Introducing the Plan of Record (PoR)
This series captures the story of how we created the PoR prioritization process to make better business decisions about how to align resources to serve customers and achieve company goals. I’m writing it down because the challenges product development teams face at SaaS companies are remarkably universal. They’re not just about technology — they’re about how humans work together to get things done when resources are constrained.
My evidence? I’ve implemented the PoR prioritization process three times across three different companies over a six-year span. In every case, the underlying challenges — both human and technical — were strikingly similar. And each time, the PoR helped reduce chaos, bring sanity to the work, and enable better decisions across the business.
The benefits for product management, engineering, and other technical teams have been tremendous. But I believe the biggest benefit is for the business as a whole. The PoR creates alignment between goals and resources in a way that best serves customers and advances the company’s growth strategy.
This framework is designed specifically for modern software-as-a-service (SaaS) companies. To make it more concrete, imagine you’ve just joined a SaaS business as the new Chief Product Officer, Chief Technology Officer, or perhaps as CPTO. The company has been around for a while. It has a strong customer base and a solid (if unspectacular) gross renewal rate. Growth is coming from a mix of new customer acquisition and upsells — but it’s not hitting the Board’s expectations for maximizing shareholder value.
In short, the business is doing reasonably well, but it could do better. You’ll need improvements across renewal, new business, and upsell performance to get there. Meanwhile, there’s pressure to be profitable — maybe even cash flow positive — to hit that “Rule of 40” target, which means resources are always tight.
Your R&D team is relatively strong and structured around cross-functional teams that support multiple product lines. But the CEO and executive team feel the team is under-delivering. There are recurring stability issues, performance problems being escalated from support, and obvious challenges with technical debt. You know the platform needs modernization, but your team is already underwater — stretched thin, overworked, and stuck in a “best efforts” mindset when it comes to delivery.

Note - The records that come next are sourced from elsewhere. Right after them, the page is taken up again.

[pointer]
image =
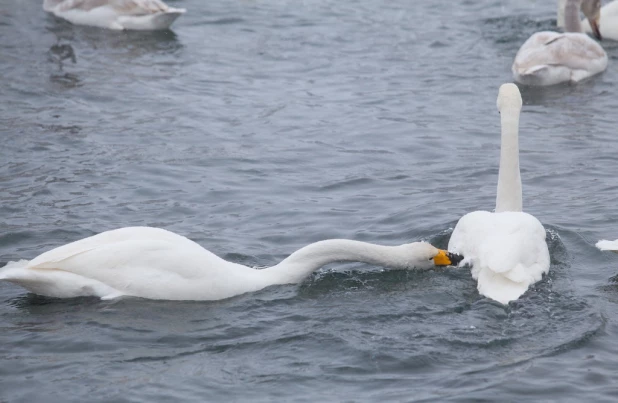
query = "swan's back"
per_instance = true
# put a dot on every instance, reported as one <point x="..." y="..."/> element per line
<point x="608" y="23"/>
<point x="507" y="251"/>
<point x="107" y="239"/>
<point x="548" y="58"/>
<point x="136" y="261"/>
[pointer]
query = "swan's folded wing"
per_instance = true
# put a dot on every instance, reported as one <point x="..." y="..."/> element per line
<point x="573" y="50"/>
<point x="133" y="7"/>
<point x="608" y="245"/>
<point x="109" y="238"/>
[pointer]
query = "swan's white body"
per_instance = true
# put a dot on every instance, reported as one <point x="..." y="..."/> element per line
<point x="549" y="58"/>
<point x="608" y="23"/>
<point x="158" y="264"/>
<point x="115" y="14"/>
<point x="611" y="246"/>
<point x="506" y="249"/>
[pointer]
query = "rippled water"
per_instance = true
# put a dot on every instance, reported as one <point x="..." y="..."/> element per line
<point x="257" y="127"/>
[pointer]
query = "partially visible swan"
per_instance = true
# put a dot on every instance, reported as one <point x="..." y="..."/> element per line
<point x="507" y="249"/>
<point x="115" y="14"/>
<point x="158" y="264"/>
<point x="608" y="23"/>
<point x="549" y="58"/>
<point x="611" y="246"/>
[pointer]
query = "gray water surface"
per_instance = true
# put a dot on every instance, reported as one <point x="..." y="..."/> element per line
<point x="257" y="127"/>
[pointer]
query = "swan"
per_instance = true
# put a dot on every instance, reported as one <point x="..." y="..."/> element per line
<point x="611" y="246"/>
<point x="115" y="14"/>
<point x="608" y="22"/>
<point x="549" y="58"/>
<point x="155" y="263"/>
<point x="506" y="248"/>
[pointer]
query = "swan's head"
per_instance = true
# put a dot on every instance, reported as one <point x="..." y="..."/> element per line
<point x="422" y="255"/>
<point x="509" y="98"/>
<point x="592" y="11"/>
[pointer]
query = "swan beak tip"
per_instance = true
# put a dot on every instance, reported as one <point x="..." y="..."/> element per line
<point x="446" y="258"/>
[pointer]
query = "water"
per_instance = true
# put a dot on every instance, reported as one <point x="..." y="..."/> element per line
<point x="257" y="127"/>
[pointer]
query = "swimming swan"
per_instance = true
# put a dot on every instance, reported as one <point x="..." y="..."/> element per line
<point x="608" y="23"/>
<point x="549" y="58"/>
<point x="115" y="14"/>
<point x="506" y="249"/>
<point x="158" y="264"/>
<point x="611" y="246"/>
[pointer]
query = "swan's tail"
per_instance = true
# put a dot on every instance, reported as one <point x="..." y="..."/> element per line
<point x="611" y="246"/>
<point x="12" y="270"/>
<point x="149" y="22"/>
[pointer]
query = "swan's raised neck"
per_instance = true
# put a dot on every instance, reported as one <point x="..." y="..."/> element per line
<point x="509" y="197"/>
<point x="304" y="261"/>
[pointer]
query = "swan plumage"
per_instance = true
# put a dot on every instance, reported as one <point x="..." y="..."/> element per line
<point x="115" y="14"/>
<point x="611" y="246"/>
<point x="608" y="21"/>
<point x="158" y="264"/>
<point x="506" y="248"/>
<point x="549" y="58"/>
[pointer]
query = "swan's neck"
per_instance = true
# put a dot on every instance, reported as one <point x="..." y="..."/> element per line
<point x="571" y="16"/>
<point x="304" y="261"/>
<point x="509" y="180"/>
<point x="560" y="16"/>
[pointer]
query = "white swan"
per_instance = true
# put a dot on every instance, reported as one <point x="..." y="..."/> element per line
<point x="608" y="22"/>
<point x="549" y="58"/>
<point x="158" y="264"/>
<point x="507" y="249"/>
<point x="115" y="14"/>
<point x="611" y="246"/>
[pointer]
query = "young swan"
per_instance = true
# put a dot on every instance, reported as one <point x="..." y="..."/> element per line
<point x="549" y="58"/>
<point x="507" y="248"/>
<point x="158" y="264"/>
<point x="143" y="15"/>
<point x="611" y="246"/>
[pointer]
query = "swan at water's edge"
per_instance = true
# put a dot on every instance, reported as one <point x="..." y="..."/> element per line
<point x="507" y="248"/>
<point x="115" y="14"/>
<point x="549" y="58"/>
<point x="158" y="264"/>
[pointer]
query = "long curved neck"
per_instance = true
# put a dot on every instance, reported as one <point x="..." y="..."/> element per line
<point x="304" y="261"/>
<point x="571" y="16"/>
<point x="509" y="196"/>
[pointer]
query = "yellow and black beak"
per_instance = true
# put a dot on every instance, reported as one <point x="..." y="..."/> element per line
<point x="594" y="24"/>
<point x="446" y="258"/>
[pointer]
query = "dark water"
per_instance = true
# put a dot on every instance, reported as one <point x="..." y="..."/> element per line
<point x="257" y="127"/>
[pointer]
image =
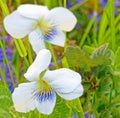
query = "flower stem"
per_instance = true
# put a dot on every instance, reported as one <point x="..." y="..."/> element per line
<point x="49" y="46"/>
<point x="6" y="61"/>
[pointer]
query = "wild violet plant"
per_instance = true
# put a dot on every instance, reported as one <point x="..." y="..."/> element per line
<point x="90" y="50"/>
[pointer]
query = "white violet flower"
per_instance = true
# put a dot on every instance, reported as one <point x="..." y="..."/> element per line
<point x="40" y="24"/>
<point x="41" y="91"/>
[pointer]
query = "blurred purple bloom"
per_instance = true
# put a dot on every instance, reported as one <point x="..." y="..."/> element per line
<point x="70" y="3"/>
<point x="74" y="116"/>
<point x="79" y="1"/>
<point x="8" y="79"/>
<point x="8" y="38"/>
<point x="91" y="15"/>
<point x="8" y="53"/>
<point x="117" y="3"/>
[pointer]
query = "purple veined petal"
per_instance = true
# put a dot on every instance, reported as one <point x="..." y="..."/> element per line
<point x="66" y="21"/>
<point x="45" y="101"/>
<point x="103" y="3"/>
<point x="62" y="80"/>
<point x="74" y="116"/>
<point x="79" y="1"/>
<point x="23" y="97"/>
<point x="86" y="114"/>
<point x="40" y="63"/>
<point x="117" y="3"/>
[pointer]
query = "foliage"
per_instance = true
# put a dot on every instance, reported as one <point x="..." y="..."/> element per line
<point x="92" y="49"/>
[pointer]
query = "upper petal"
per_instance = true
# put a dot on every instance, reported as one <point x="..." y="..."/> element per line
<point x="18" y="26"/>
<point x="77" y="92"/>
<point x="36" y="40"/>
<point x="57" y="39"/>
<point x="40" y="63"/>
<point x="32" y="11"/>
<point x="45" y="102"/>
<point x="62" y="17"/>
<point x="23" y="97"/>
<point x="63" y="80"/>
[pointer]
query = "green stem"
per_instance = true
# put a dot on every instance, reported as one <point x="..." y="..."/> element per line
<point x="4" y="8"/>
<point x="112" y="24"/>
<point x="6" y="61"/>
<point x="90" y="24"/>
<point x="53" y="55"/>
<point x="77" y="6"/>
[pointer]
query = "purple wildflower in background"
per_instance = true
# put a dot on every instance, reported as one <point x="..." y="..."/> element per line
<point x="79" y="1"/>
<point x="4" y="67"/>
<point x="74" y="116"/>
<point x="8" y="53"/>
<point x="91" y="15"/>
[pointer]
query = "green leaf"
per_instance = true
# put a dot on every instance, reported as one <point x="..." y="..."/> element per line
<point x="102" y="55"/>
<point x="5" y="114"/>
<point x="105" y="114"/>
<point x="77" y="58"/>
<point x="117" y="58"/>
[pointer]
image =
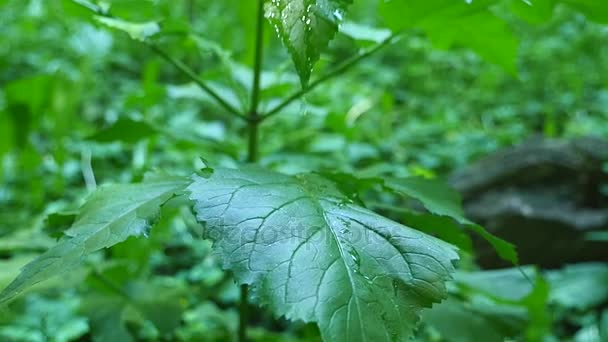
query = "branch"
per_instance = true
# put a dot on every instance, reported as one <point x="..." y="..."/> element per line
<point x="340" y="69"/>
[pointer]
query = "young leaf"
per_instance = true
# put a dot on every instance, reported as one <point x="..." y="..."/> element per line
<point x="137" y="31"/>
<point x="309" y="253"/>
<point x="306" y="27"/>
<point x="111" y="215"/>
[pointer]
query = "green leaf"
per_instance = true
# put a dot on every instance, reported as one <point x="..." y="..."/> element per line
<point x="311" y="254"/>
<point x="438" y="198"/>
<point x="57" y="223"/>
<point x="306" y="27"/>
<point x="581" y="286"/>
<point x="125" y="130"/>
<point x="450" y="23"/>
<point x="360" y="32"/>
<point x="595" y="10"/>
<point x="536" y="11"/>
<point x="111" y="215"/>
<point x="137" y="31"/>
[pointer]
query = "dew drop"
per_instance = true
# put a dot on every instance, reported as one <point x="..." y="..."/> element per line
<point x="338" y="15"/>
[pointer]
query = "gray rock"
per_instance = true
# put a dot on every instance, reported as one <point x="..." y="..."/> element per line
<point x="543" y="196"/>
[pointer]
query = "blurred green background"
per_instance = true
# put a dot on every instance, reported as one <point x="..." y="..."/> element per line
<point x="77" y="98"/>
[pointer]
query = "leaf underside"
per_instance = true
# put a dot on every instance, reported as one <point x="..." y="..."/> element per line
<point x="111" y="215"/>
<point x="311" y="254"/>
<point x="305" y="27"/>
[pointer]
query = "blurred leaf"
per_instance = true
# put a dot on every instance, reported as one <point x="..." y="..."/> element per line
<point x="507" y="283"/>
<point x="438" y="198"/>
<point x="125" y="130"/>
<point x="306" y="27"/>
<point x="137" y="31"/>
<point x="458" y="321"/>
<point x="535" y="11"/>
<point x="456" y="23"/>
<point x="362" y="32"/>
<point x="263" y="223"/>
<point x="581" y="286"/>
<point x="593" y="9"/>
<point x="440" y="226"/>
<point x="110" y="215"/>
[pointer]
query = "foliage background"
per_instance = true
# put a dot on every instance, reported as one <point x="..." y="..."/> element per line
<point x="75" y="94"/>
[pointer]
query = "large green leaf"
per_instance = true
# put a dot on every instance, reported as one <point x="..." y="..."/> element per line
<point x="111" y="215"/>
<point x="311" y="254"/>
<point x="456" y="23"/>
<point x="306" y="27"/>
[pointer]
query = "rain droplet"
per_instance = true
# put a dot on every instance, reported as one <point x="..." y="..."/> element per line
<point x="338" y="15"/>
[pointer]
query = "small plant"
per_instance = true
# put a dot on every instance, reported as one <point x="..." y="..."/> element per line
<point x="306" y="246"/>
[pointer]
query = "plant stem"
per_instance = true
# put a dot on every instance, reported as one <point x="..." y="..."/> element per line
<point x="252" y="150"/>
<point x="257" y="71"/>
<point x="340" y="69"/>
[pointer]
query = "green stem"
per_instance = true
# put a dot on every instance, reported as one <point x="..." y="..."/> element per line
<point x="259" y="49"/>
<point x="339" y="70"/>
<point x="252" y="150"/>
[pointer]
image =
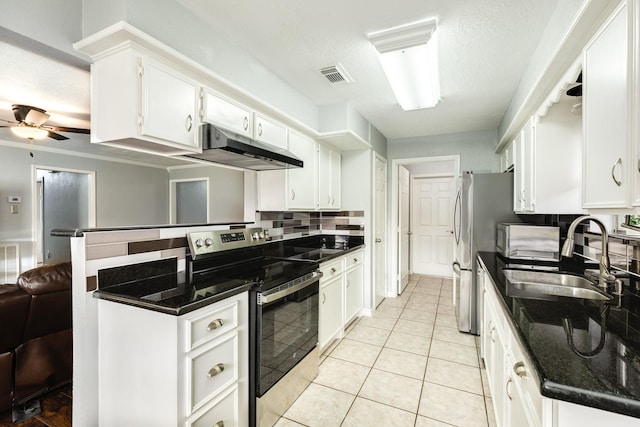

You’re seeing all the signs that the business urgently needs a better framework for prioritizing constrained resources. You’ve been here before. You know that putting the PoR in place will improve decision making and focus your limited R&D capacity on the work that has the greatest impact on company goals. It’ll take work — and time — but you know it’s worth it.
The PoR has the potential to become the operating system for your business. It translates high-level business goals into clear, actionable decisions about how to deploy a complex mix of technical resources. And it scales decision making at every level of the organization. At its core, it’s a simple, human concept — one everyone can understand and use.
The payoff? Your R&D investments start delivering predictable results. When the team commits, it delivers. But there’s a price: the business has to let go of magical thinking. No more banking on heroics or miracles. Prioritization means saying no to some things — or at least not now.
What has impressed me most about the PoR process — across all three companies — is how it consistently shifts the mindset toward commitment while also increasing autonomy, purpose, and mastery. Daniel Pink describes these as the three drivers of motivation in his book Drive, and I’ve seen them come to life when PoR is implemented in tandem with a trust-based culture. If the team feels safe even in the face of tough decisions, engagement can reach extraordinary levels.